When shopping, make sure to clarify what coverage is included or excluded in the quoted price, and how much the entire policy will cost with all of the features and benefits you want and need included.
What difference does it make if I am an employee versus an independent contractor?
Certain massage insurance programs will have different pricing and different rules for employees versus independent contractors.
As such, if you were to purchase an annual policy as an employee, but switch mid-year to an independent contractor position, you may unwittingly negate your insurance coverage.
Be sure to ask what may happen should you have a change in positions to make sure it won’t affect your coverage.

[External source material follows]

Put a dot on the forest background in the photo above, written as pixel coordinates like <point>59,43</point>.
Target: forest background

You would be better served by a policy that does not have a distinction between employees and independent contractors.
Does it make a difference if waivers are required or not?
Several factors weigh into whether or not a liability insurance policy will provide coverage when a claim is filed, and one of these factors is whether or not the insurance company has asked or required you to provide your clients with “release of liability” waivers.
If the insurance company makes waivers a mandatory part of your insurance coverage, and you forget to have a client sign a waiver, or cannot provide evidence proving they, in fact, signed a waiver, the company may reserve the right to deny a claim. Knowledge is power.
Find out if the program you’re considering as your insurance provider requires a waiver, and make sure you understand fully how that may limit your coverage. You would be better served by a policy that does not require “release of liability” waivers from your clients.